Auf eine Einladung des Beklagten zu einem Gespräch über seine berufliche Situation und zur Vorlage seiner Bewerbungen legte
der Kläger am 29.12.2005 eine Änderungsmitteilung vor und gab an, er werde vom 9.1.2006 bis 28.2.2006 selbstständig tätig
sein (Abbruch, Entkernung, Maurerarbeiten). Zusammen mit dieser Änderungsmitteilung füllte der Kläger das Zusatzblatt 2.1.
(Einkommenserklärung) aus und legte die Anlage GSE zu seiner Einkommensteuererklärung für 2004 vor. Er teilte zunächst voraussichtliche
Betriebseinnahmen in Höhe von 750 Euro sowie -ausgaben in Höhe von 225 Euro mit. Der Gewinn habe sich gegenüber den Vorjahren
verringert, weil sich die Auftragslage verschlechtert habe.

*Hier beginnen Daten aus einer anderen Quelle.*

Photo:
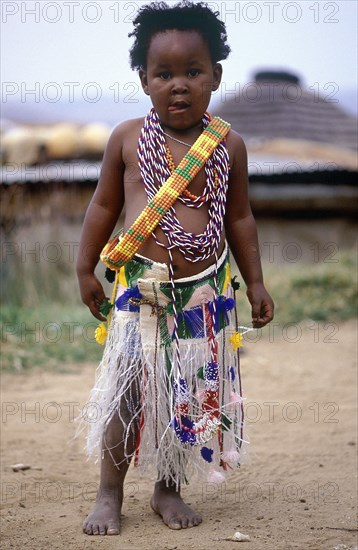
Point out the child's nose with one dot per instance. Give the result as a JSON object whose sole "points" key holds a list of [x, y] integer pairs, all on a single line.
{"points": [[180, 86]]}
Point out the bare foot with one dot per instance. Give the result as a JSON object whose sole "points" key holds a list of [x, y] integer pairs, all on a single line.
{"points": [[167, 502], [104, 518]]}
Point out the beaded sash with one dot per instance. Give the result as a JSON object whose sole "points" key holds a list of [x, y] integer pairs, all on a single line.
{"points": [[117, 253]]}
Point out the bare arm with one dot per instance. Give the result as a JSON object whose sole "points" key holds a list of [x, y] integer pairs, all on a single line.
{"points": [[100, 220], [241, 233]]}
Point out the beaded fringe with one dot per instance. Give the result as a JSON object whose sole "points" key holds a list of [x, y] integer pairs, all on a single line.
{"points": [[133, 378]]}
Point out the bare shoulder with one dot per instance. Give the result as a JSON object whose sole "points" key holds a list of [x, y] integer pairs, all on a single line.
{"points": [[125, 130], [236, 147]]}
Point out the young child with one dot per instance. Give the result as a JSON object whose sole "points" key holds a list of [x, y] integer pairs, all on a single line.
{"points": [[168, 389]]}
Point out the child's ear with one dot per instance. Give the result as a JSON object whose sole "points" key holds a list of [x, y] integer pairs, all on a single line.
{"points": [[144, 80], [217, 74]]}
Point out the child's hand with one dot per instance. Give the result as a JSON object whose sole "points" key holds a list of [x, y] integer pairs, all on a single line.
{"points": [[92, 294], [262, 306]]}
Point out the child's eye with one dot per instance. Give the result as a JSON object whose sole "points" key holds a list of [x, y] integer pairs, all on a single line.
{"points": [[165, 75]]}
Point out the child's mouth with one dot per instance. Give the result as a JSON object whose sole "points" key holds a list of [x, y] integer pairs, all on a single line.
{"points": [[178, 106]]}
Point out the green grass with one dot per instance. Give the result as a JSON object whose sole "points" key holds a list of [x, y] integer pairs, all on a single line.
{"points": [[316, 291], [50, 336], [44, 324]]}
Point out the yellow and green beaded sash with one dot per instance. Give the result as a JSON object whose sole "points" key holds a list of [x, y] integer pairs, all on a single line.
{"points": [[116, 253]]}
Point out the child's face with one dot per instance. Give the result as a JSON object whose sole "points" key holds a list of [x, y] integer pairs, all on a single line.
{"points": [[180, 77]]}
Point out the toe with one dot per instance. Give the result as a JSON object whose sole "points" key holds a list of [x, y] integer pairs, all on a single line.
{"points": [[174, 523], [112, 529], [88, 529]]}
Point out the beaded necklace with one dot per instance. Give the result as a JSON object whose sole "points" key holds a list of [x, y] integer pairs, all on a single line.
{"points": [[156, 165], [152, 155]]}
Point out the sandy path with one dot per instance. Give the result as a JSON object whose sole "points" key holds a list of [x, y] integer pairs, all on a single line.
{"points": [[297, 488]]}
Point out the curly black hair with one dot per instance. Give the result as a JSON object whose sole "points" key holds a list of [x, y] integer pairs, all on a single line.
{"points": [[186, 15]]}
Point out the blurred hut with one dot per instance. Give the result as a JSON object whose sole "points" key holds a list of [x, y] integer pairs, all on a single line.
{"points": [[302, 147]]}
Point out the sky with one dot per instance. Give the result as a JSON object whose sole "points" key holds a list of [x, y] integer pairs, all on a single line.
{"points": [[78, 50]]}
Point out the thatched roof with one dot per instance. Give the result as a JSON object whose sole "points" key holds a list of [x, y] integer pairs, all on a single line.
{"points": [[275, 105]]}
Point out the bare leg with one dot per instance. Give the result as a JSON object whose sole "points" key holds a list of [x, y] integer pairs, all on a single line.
{"points": [[105, 516], [167, 502]]}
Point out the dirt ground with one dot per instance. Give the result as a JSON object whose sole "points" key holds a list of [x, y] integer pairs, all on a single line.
{"points": [[296, 489]]}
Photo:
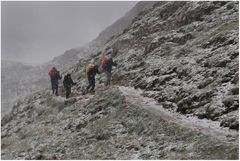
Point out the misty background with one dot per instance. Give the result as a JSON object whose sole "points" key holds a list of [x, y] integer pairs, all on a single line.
{"points": [[35, 32]]}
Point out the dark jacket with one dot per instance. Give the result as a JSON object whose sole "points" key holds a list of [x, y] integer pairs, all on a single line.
{"points": [[55, 79], [93, 72], [68, 82], [108, 66]]}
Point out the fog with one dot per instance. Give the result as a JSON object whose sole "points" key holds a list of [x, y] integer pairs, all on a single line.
{"points": [[35, 32]]}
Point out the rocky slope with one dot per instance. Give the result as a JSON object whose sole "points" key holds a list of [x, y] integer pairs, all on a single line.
{"points": [[34, 78], [184, 58]]}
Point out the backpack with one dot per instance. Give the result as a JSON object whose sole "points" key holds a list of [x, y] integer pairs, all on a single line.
{"points": [[52, 73], [105, 60], [89, 68]]}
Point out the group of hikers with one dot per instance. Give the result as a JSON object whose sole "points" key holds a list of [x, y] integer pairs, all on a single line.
{"points": [[90, 71]]}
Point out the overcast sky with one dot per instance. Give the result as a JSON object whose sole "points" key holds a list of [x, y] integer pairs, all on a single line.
{"points": [[35, 32]]}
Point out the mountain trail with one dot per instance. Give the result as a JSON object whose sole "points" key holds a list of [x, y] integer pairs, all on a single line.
{"points": [[204, 126]]}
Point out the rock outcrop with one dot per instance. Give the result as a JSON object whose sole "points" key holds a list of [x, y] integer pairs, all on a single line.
{"points": [[184, 55]]}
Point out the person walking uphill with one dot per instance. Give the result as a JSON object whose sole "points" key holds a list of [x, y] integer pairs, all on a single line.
{"points": [[91, 71], [107, 64], [68, 83], [54, 76]]}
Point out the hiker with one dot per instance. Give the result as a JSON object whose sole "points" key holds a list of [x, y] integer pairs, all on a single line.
{"points": [[54, 76], [91, 71], [107, 64], [68, 83]]}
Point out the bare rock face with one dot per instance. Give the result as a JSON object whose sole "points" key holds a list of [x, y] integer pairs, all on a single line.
{"points": [[182, 55]]}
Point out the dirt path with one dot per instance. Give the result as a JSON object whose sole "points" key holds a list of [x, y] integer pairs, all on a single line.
{"points": [[204, 126]]}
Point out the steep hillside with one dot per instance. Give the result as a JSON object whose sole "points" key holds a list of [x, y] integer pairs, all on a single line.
{"points": [[34, 78], [174, 94]]}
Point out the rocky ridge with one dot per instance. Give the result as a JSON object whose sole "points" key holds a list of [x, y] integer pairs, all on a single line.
{"points": [[182, 54]]}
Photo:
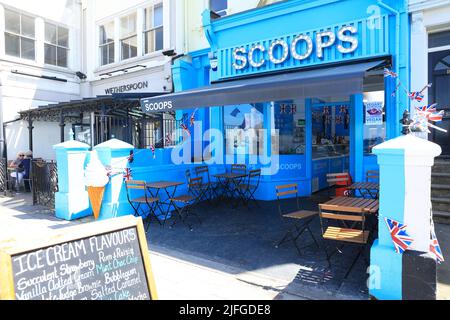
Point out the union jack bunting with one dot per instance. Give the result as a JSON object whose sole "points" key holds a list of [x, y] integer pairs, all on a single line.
{"points": [[152, 147], [127, 174], [401, 239], [389, 73], [192, 118], [435, 248], [418, 96]]}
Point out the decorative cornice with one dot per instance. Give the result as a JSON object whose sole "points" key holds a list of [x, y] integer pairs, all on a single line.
{"points": [[420, 5]]}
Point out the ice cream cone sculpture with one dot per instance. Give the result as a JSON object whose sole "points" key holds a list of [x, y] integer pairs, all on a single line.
{"points": [[95, 179]]}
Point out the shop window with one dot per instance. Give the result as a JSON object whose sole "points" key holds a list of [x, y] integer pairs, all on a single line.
{"points": [[330, 129], [439, 39], [153, 29], [107, 43], [219, 6], [56, 45], [128, 37], [374, 120], [289, 118], [243, 124], [19, 35]]}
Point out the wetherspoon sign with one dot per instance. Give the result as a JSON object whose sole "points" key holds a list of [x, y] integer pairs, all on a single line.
{"points": [[105, 260]]}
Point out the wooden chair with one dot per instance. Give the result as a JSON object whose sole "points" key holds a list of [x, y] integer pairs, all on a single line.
{"points": [[298, 220], [184, 204], [143, 204], [247, 189], [346, 236], [372, 176], [336, 181]]}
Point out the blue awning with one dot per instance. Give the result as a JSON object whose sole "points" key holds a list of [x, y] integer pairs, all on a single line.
{"points": [[339, 80]]}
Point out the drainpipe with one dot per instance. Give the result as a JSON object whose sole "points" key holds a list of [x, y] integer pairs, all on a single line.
{"points": [[397, 48]]}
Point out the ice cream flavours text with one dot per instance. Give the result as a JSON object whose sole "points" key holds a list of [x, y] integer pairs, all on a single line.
{"points": [[54, 255]]}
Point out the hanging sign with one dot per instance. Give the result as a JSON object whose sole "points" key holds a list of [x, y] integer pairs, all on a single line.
{"points": [[105, 260], [374, 113]]}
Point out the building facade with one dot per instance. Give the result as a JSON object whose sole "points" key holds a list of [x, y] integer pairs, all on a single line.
{"points": [[316, 89], [430, 58], [39, 57]]}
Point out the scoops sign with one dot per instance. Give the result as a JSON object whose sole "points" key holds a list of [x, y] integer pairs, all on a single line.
{"points": [[302, 47]]}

Im Mai und August 2006 reichte der Kläger ferner Betriebswirtschaftliche
Auswertungen (BWA) für die Jahre 2005 und für die bereits abgelaufenen Monate des Jahres 2006 ein und legte mit einem weiteren
Fortzahlungsantrag im Januar 2007 eine am 3.1.2007 erstellte betriebswirtschaftliche Auswertung vor, aus der sich für das
Jahr 2005 insgesamt ein vorläufiges positives betriebswirtschaftliches Ergebnis von 8581,40 Euro ergibt. Am 16.7.2007 gab
der Kläger den Einkommensteuerbescheid für 2005 zu den Akten, der Einkünfte aus Gewerbebetrieb als Einzelunternehmer in Höhe
von 10 405 Euro ausweist. In einem vom Kläger beigefügten Schreiben des Steuerberaters wird zur Erläuterung ausgeführt, dass
der Gewinn nach §
4 Abs
3 EStG ermittelt worden sei und sich der in dem Steuerbescheid angesetzte Gewinn in Höhe von 10 405 Euro aus zwei Positionen zusammensetze
- einem Gewinnanteil aus laufendem Geschäftsbetrieb in Höhe von 381 Euro und einem Gewinnanteil in Höhe von 10 024 Euro, der
aus der Auflösung, Neubildung und Verzinsung von Sonderposten mit Rücklageanteil nach §
7g EStG (Ansparabschreibungen) entstanden sei. In dem Schreiben heißt es weiter: "Der hohe Gewinn des Jahres 2003 wurde im Rahmen
der gesetzlichen Regelungen des §
7g EStG in die Folgejahre verschoben. Dieser Gewinnanteil ist im Jahr 2005 nicht zugeflossen und stand damit nicht zur Bestreitung
des Lebensunterhaltes zur Verfügung."
Unter Berücksichtigung der Gesamteinkünfte, die sich aus dem Steuerbescheid für 2005 ergeben, führte der Beklagte eine Neuberechnung
für den Leistungszeitraum 31.3.2005 bis 30.9.2005 durch, hob mit dem hier streitbefangenen Bescheid vom 24.1.2008 den Bewilligungsbescheid
vom 19.4.2005 vollständig auf und begründete dies mit § 48 Abs 1 Satz 2 SGB X. Zugleich wurde der Kläger aufgefordert, eine Summe von insgesamt 2923,57 Euro zu erstatten. Mit dem Änderungsbescheid vom
24.4.2008 reduzierte der Beklagte die Erstattungsforderung auf 2832,95 Euro. Den Widerspruch des Klägers vom 28.1.2008 wies
der Beklagte durch Widerspruchsbescheid vom 25.4.2008 zurück.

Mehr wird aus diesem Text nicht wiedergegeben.